Although I would love poetry to be celebrated all the time, April marks National Poetry Month, a month-long recognition of the aesthetic and cultural significance of poetry. This initiative was created in 1996 by the Academy of American Poets as a means to promote poetry in our society. The month of April was a strategic choice for when to celebrate National Poetry Month—it follows the observance of both Black History Month (February) and Women’s History Month (March). Personally, I believe this initiative is a wonderful way to encourage the public’s attention of poetry’s continuing legacy in our cultural history, as well as to fuel the creation of new poems by individuals who otherwise may not have considered it. This month-long celebration is also a means to further integrate poetry into American classrooms, and to get young students excited about both the study and creation of poetry.
There is an array of events promoting the celebration of poetry this month.
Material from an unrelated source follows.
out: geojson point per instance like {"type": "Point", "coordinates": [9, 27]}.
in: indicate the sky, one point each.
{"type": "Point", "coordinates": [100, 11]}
One of the events this month that I feel the most enthusiastic towards is “Poem in Your Pocket Day” (PIYP), which will occur on April 26 this year. On this day, people will carry a poem in their pocket—either a poem written by an established poet or a poem written by the person who carries it—and will thus be able to share it with whoever they come into contact with, like family, friends, co-workers—even a kind stranger!
I would personally love to write out a series of poems that I love and paste them around the St. Lawrence campus so that these poems would be exposed to many pairs of human eyes. I believe it is possible for everyone, even someone not well acquainted with poetry, to feel SOMETHING after reading.
So, this month, turn off your televisions and wander outside! Write some poetry, read poems, and most important of all, share them. Dare to share your poems and spread the love.